Researchers often use sample survey methodology to obtain information about a large population by selecting and measuring a sample from that population. Because of variability among items, researchers apply probability-based scientific designs to select the sample. This reduces the risk of a distorted view of the population and enables statistically valid inferences to be made from the sample. For more information about statistical sampling and analysis of complex survey data, see Lohr (2010); Kalton (1983); Cochran (1977); Kish (1965). To select probability-based random samples from a study population, you can use the SURVEYSELECT procedure, which provides a variety of probability sampling methods. To perform imputation of missing values in survey data, you can use the SURVEYIMPUTE procedure, which provides donor-based imputation methods. To analyze sample survey data, you can use the SURVEYMEANS, SURVEYFREQ, SURVEYREG, SURVEYLOGISTIC, and SURVEYPHREG procedures, which incorporate the sample design into the analyses.
Many SAS/STAT procedures, such as the MEANS, FREQ, GLM, LOGISTIC, and PHREG procedures, can compute sample means, produce crosstabulation tables, and estimate regression relationships.

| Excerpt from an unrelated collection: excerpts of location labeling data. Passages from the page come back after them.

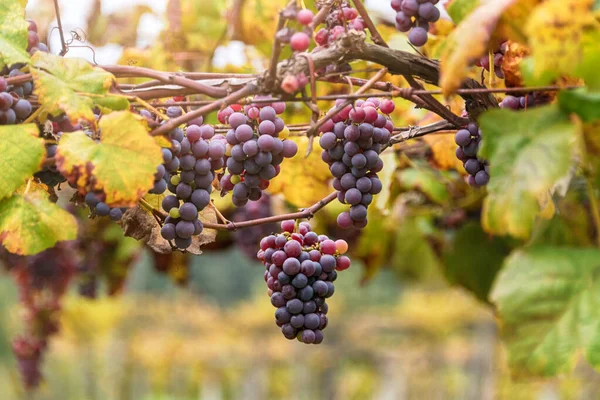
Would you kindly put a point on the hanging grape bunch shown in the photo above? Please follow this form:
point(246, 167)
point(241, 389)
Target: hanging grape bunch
point(351, 143)
point(14, 108)
point(415, 16)
point(191, 162)
point(256, 147)
point(300, 271)
point(336, 24)
point(468, 141)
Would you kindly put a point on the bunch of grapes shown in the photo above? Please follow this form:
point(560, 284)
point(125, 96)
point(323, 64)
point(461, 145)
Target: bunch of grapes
point(469, 141)
point(300, 271)
point(351, 143)
point(415, 16)
point(498, 58)
point(191, 162)
point(337, 22)
point(248, 239)
point(256, 147)
point(13, 107)
point(49, 175)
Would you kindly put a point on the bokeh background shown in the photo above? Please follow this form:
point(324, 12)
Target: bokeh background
point(203, 328)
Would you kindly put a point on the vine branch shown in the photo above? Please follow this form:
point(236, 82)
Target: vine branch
point(305, 213)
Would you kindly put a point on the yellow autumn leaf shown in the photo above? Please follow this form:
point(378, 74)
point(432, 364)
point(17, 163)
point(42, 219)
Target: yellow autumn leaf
point(122, 164)
point(555, 31)
point(473, 35)
point(303, 180)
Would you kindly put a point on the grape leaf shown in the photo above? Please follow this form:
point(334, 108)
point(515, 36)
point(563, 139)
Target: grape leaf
point(122, 164)
point(529, 152)
point(303, 180)
point(582, 103)
point(141, 225)
point(555, 31)
point(31, 223)
point(22, 153)
point(548, 301)
point(474, 266)
point(459, 9)
point(13, 33)
point(62, 84)
point(469, 41)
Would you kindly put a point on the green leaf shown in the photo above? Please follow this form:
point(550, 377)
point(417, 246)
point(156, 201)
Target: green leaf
point(474, 258)
point(582, 103)
point(122, 164)
point(529, 152)
point(412, 254)
point(13, 33)
point(22, 153)
point(426, 181)
point(63, 85)
point(548, 299)
point(30, 223)
point(459, 9)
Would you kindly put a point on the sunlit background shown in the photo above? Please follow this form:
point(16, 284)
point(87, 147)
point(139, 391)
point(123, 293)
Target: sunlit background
point(398, 335)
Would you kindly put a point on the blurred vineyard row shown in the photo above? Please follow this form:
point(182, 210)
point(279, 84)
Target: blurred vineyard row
point(383, 342)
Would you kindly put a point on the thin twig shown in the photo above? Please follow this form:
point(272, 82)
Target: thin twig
point(60, 31)
point(247, 90)
point(170, 78)
point(312, 131)
point(305, 213)
point(418, 131)
point(375, 36)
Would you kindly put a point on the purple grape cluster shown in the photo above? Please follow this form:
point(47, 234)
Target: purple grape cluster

However, in most of these procedures, statistical inference is based on the assumption that the sample is drawn from an infinite population by simple random sampling. If the sample is in fact selected from a finite population by using a complex survey design, these procedures generally do not calculate the estimates and their variances according to the design actually used. Using analyses that are not appropriate for your sample design can lead to incorrect statistical inferences.
The SURVEYMEANS, SURVEYFREQ, SURVEYREG, SURVEYLOGISTIC, and SURVEYPHREG procedures properly analyze complex survey data by taking into account the sample design. You can use these procedures for multistage or single-stage designs, with or without stratification, and with or without unequal weighting. The survey analysis procedures provide a choice of variance estimation methods, which include Taylor series linearization, balanced repeated replication (BRR), bootstrap, and jackknife.
Table 1 briefly describes the SAS/STAT sampling and analysis procedures.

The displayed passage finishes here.